El diagnóstico de cáncer oral se completa para (1) diagnóstico inicial, (2) estadificación y (3) planificación del tratamiento. Primero se completa una historia clínica completa y un examen clínico, luego se corta una cuña de tejido de la lesión sospechosa para el diagnóstico de tejido . Esto se puede hacer con biopsia de bisturí, biopsia por punción , biopsia con aguja fina o con aguja gruesa . En este procedimiento, el cirujano corta todo el tejido, o una parte del mismo, para que un patólogo lo examine bajo un microscopio . [45] Las biopsias con cepillo no se consideran precisas para el diagnóstico de cáncer oral. [46] Los biomarcadores salivales también están bajo investigación con resultados emergentes y podrían usarse potencialmente como una herramienta de diagnóstico no invasiva en el futuro. [47]
Con la primera biopsia, el patólogo proporcionará un diagnóstico de tejido (por ejemplo, carcinoma de células escamosas ) y clasificará la estructura celular. Puede agregar información adicional que se puede utilizar en la estadificación y la planificación del tratamiento, como la tasa mitótica , la profundidad de la invasión y el estado del VPH del tejido.
Una vez que se confirma que el tejido es canceroso, se realizarán otras pruebas para:
También se pueden realizar otras pruebas más invasivas, como la aspiración con aguja fina , la biopsia de los ganglios linfáticos y la biopsia del ganglio centinela . Cuando el cáncer se ha propagado a los ganglios linfáticos, es necesario determinar su ubicación exacta, su tamaño y su propagación más allá de la cápsula (de los ganglios linfáticos), ya que cada uno de ellos puede tener un impacto significativo en el tratamiento y el pronóstico. Pequeñas diferencias en el patrón de propagación de los ganglios linfáticos pueden tener un impacto significativo en el tratamiento y el pronóstico. Se puede recomendar la panendoscopia, porque los tejidos de todo el tracto aerodigestivo superior generalmente se ven afectados por los mismos carcinógenos , por lo que otros cánceres primarios son una ocurrencia común. [48] [49]

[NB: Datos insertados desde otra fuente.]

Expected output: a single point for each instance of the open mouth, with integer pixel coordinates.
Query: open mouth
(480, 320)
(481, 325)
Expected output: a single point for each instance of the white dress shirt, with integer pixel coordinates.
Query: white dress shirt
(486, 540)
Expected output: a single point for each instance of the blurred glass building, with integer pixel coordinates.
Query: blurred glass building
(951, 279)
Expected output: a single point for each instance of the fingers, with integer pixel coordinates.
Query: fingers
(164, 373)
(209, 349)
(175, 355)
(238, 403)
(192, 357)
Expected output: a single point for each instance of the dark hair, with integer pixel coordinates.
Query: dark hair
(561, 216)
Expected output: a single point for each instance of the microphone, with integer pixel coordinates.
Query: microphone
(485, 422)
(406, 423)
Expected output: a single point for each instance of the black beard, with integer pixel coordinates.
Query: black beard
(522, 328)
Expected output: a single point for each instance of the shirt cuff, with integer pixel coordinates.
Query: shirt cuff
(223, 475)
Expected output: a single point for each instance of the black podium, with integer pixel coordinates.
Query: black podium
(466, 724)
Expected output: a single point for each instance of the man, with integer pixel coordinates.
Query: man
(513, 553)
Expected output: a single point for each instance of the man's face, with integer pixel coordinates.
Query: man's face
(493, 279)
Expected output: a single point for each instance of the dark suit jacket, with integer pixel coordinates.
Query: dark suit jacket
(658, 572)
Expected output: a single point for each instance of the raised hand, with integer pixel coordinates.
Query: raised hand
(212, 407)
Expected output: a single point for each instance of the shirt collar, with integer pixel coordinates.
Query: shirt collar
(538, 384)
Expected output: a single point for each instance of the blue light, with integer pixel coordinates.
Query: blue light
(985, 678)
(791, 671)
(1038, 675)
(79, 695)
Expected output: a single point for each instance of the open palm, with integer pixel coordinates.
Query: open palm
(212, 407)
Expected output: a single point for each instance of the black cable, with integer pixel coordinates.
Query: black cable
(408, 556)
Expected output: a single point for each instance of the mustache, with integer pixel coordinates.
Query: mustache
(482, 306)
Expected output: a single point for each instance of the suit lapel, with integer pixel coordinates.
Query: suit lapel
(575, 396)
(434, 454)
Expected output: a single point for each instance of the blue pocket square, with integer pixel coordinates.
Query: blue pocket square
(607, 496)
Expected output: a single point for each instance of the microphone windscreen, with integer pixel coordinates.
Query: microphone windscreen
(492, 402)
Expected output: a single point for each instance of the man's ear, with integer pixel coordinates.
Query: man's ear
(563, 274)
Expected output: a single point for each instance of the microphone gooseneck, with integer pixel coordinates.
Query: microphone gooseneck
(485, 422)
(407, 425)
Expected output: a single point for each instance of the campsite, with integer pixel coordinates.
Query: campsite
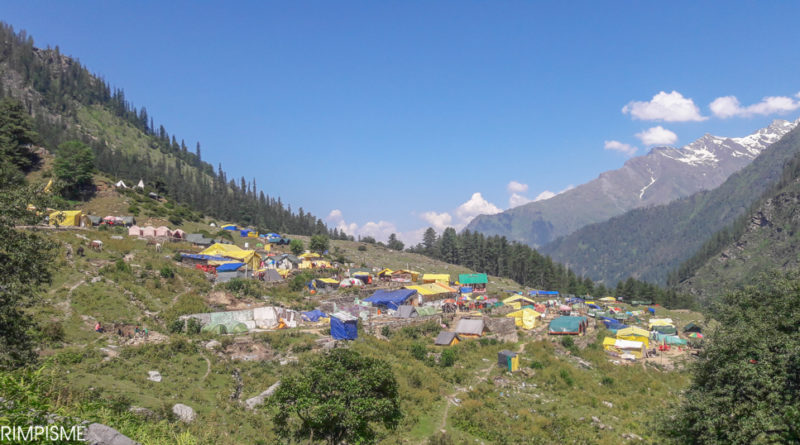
(218, 325)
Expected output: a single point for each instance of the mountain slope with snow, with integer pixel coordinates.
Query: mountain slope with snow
(659, 177)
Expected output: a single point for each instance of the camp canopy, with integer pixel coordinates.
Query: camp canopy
(567, 325)
(525, 318)
(442, 278)
(473, 278)
(66, 218)
(344, 326)
(470, 328)
(390, 298)
(249, 257)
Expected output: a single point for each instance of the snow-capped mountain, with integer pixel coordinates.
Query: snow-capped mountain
(661, 176)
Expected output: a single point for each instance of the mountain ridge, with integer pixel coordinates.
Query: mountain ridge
(661, 176)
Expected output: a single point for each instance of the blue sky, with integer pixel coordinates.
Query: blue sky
(397, 113)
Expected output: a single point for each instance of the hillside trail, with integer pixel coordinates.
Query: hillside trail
(482, 375)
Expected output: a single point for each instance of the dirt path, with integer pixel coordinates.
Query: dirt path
(483, 374)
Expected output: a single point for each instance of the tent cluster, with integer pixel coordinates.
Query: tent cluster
(161, 232)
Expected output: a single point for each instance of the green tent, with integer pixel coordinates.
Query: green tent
(218, 329)
(238, 328)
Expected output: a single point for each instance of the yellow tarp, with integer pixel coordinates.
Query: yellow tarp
(66, 218)
(518, 299)
(249, 257)
(525, 318)
(431, 289)
(442, 278)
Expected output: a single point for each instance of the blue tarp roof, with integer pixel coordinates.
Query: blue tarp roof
(229, 267)
(390, 298)
(197, 256)
(314, 315)
(344, 330)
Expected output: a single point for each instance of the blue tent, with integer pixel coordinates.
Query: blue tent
(390, 298)
(345, 328)
(229, 267)
(314, 315)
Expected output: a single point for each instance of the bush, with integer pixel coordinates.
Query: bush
(448, 358)
(176, 327)
(193, 326)
(418, 351)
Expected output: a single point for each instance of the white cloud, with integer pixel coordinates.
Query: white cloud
(516, 187)
(547, 194)
(438, 221)
(729, 106)
(657, 136)
(477, 205)
(516, 200)
(668, 107)
(627, 149)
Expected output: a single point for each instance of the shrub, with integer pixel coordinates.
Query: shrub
(418, 351)
(167, 272)
(448, 358)
(176, 327)
(192, 326)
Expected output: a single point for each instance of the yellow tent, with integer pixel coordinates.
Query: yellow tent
(525, 318)
(519, 299)
(431, 289)
(66, 218)
(249, 257)
(442, 278)
(635, 334)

A partir de estos hallazgos colectivos, teniendo en cuenta la salud y los deseos de la persona, el equipo oncológico desarrolla un plan de tratamiento. Dado que la mayoría de los cánceres bucales requieren extirpación quirúrgica, se realizará una segunda serie de pruebas histopatológicas en cualquier tumor extirpado para determinar el pronóstico y la necesidad de cirugía adicional, quimioterapia, radiación, inmunoterapia u otras intervenciones.

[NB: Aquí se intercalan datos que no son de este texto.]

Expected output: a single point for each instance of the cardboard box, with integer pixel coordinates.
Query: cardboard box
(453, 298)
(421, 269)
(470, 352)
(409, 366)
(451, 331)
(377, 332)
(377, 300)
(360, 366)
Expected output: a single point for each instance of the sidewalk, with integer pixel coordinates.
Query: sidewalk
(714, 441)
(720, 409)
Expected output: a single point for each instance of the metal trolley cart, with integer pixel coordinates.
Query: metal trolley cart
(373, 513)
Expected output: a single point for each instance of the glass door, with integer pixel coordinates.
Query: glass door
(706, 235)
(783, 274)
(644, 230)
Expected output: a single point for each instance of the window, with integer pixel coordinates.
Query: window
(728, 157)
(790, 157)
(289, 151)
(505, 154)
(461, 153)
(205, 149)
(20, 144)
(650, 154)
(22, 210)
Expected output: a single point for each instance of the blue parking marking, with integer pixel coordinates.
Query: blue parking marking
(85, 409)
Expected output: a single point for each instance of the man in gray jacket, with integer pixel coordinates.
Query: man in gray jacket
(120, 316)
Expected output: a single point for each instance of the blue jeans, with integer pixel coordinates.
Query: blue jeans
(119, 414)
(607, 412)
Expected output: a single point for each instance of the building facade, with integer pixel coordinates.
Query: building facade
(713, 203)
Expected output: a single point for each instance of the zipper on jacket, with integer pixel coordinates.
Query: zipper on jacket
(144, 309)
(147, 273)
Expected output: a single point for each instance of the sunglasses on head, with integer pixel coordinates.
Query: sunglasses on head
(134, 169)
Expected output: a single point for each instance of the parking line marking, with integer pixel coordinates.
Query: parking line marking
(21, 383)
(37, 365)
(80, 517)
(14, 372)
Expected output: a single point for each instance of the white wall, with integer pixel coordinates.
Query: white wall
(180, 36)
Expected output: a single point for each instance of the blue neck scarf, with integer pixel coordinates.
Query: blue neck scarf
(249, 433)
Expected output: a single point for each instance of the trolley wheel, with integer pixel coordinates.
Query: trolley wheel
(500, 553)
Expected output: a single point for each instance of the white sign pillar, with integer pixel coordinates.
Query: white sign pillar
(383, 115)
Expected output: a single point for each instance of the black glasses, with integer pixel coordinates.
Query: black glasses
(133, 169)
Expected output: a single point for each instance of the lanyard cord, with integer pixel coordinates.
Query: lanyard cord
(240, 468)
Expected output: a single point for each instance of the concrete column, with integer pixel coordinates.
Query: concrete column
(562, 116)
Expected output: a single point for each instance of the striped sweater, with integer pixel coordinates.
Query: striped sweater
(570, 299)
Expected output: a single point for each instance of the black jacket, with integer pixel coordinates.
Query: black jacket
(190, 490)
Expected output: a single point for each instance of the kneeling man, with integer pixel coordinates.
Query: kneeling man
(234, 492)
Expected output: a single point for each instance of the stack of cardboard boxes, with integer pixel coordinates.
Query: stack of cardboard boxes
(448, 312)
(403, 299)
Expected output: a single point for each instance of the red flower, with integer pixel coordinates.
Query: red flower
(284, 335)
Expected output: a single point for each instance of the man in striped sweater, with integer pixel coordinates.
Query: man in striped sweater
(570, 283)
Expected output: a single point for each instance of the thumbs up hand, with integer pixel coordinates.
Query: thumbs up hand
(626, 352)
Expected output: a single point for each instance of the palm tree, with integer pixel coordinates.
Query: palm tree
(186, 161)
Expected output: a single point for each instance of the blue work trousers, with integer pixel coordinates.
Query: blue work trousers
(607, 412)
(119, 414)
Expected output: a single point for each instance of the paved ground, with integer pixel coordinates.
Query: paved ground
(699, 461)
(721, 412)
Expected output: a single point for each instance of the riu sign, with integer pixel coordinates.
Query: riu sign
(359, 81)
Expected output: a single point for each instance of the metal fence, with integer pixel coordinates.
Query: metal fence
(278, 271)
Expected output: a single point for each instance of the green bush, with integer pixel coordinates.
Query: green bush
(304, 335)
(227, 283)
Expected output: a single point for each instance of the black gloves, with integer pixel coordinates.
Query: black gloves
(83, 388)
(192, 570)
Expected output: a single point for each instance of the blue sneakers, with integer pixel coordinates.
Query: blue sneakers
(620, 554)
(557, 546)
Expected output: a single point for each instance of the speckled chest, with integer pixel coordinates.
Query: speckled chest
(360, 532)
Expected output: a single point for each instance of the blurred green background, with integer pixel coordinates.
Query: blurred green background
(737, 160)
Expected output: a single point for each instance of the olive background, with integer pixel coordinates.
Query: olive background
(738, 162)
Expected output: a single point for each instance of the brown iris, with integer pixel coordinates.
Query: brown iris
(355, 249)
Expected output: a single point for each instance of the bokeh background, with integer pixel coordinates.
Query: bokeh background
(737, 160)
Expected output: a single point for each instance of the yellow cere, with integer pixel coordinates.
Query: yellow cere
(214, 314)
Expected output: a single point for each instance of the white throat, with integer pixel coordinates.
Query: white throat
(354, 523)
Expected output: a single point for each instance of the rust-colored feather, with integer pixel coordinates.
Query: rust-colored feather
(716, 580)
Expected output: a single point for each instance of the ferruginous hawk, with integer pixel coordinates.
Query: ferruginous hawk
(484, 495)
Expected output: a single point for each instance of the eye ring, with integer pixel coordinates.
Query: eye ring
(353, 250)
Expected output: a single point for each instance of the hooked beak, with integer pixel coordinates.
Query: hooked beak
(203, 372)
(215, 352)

El cáncer oral es un subgrupo de cánceres de cabeza y cuello que incluye los de orofaringe , laringe , cavidad nasal y senos paranasales , glándulas salivales y glándula tiroides . El melanoma oral , si bien forma parte de los cánceres de cabeza y cuello, se considera por separado. [6] Otros cánceres pueden ocurrir en la boca (como cáncer de huesos , linfoma o cánceres metastásicos de sitios distantes), pero también se consideran por separado de los cánceres orales. [6]

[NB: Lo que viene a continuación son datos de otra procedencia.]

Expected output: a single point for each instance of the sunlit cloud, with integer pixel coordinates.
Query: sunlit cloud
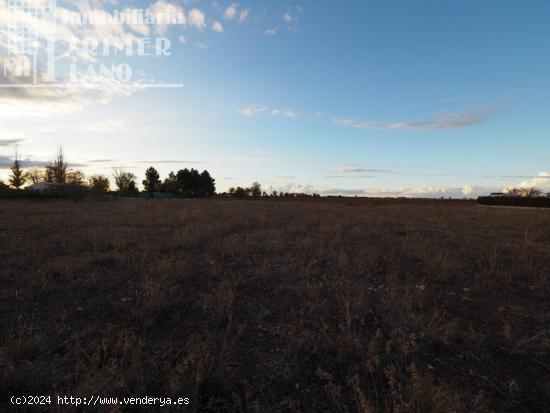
(442, 120)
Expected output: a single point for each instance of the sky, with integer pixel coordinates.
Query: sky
(371, 98)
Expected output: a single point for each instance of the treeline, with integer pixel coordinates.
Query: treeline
(526, 197)
(64, 180)
(255, 191)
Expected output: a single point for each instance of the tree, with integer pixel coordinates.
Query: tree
(34, 175)
(125, 181)
(170, 184)
(75, 177)
(17, 178)
(151, 183)
(207, 184)
(256, 190)
(56, 171)
(99, 183)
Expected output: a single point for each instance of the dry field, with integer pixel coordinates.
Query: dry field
(265, 306)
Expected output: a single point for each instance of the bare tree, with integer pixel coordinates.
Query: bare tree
(125, 181)
(99, 183)
(75, 177)
(256, 190)
(17, 178)
(34, 175)
(56, 171)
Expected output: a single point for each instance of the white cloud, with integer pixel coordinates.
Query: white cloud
(442, 121)
(243, 15)
(250, 111)
(351, 169)
(164, 13)
(217, 27)
(254, 110)
(231, 11)
(131, 17)
(541, 182)
(446, 120)
(288, 18)
(356, 123)
(105, 126)
(287, 113)
(197, 18)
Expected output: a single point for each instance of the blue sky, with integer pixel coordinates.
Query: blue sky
(427, 98)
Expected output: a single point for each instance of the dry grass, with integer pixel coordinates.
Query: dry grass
(340, 306)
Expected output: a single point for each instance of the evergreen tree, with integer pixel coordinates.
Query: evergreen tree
(17, 178)
(151, 183)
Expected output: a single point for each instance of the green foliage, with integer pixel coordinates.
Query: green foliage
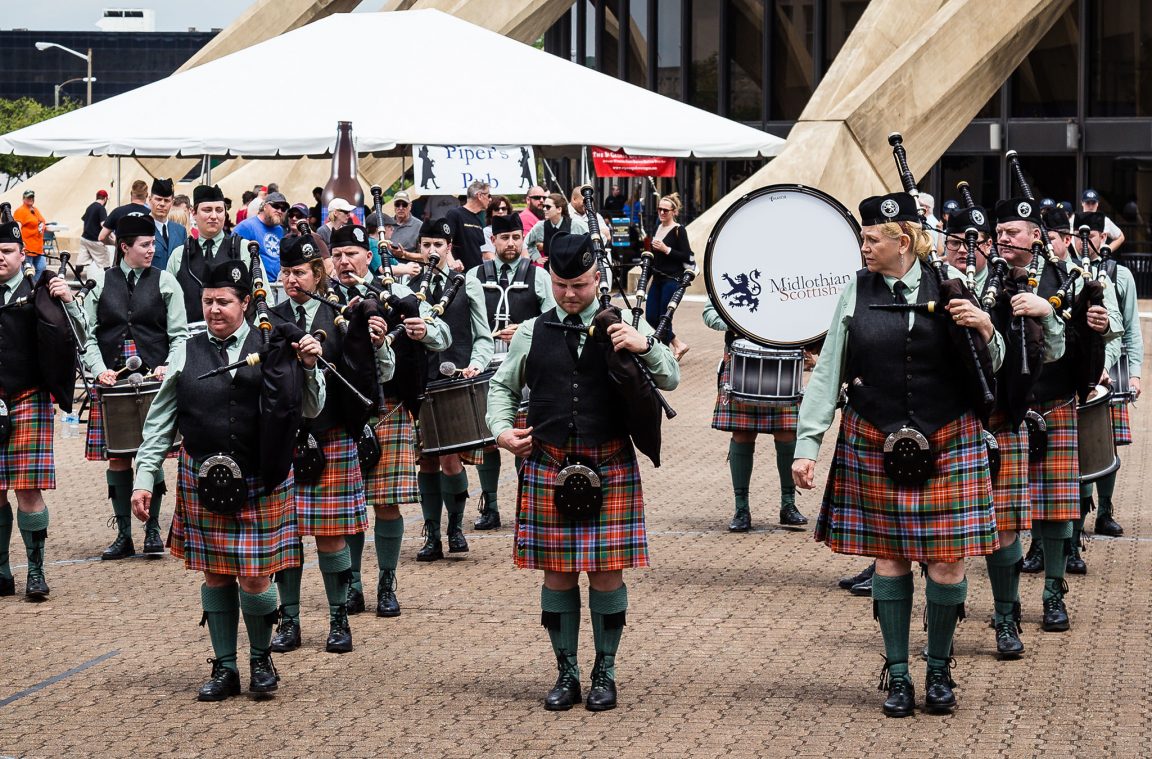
(17, 114)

La estadificación del cáncer oral es una evaluación del grado de propagación del cáncer desde su fuente original. [50] Es uno de los factores que afectan tanto el pronóstico como el posible tratamiento del cáncer oral. [50]
La evaluación del carcinoma de células escamosas de la boca y la faringe se realiza mediante la clasificación TNM (tumor, ganglio linfático, metástasis). Esta se basa en el tamaño del tumor primario, la afectación de los ganglios linfáticos y la metástasis a distancia. [51]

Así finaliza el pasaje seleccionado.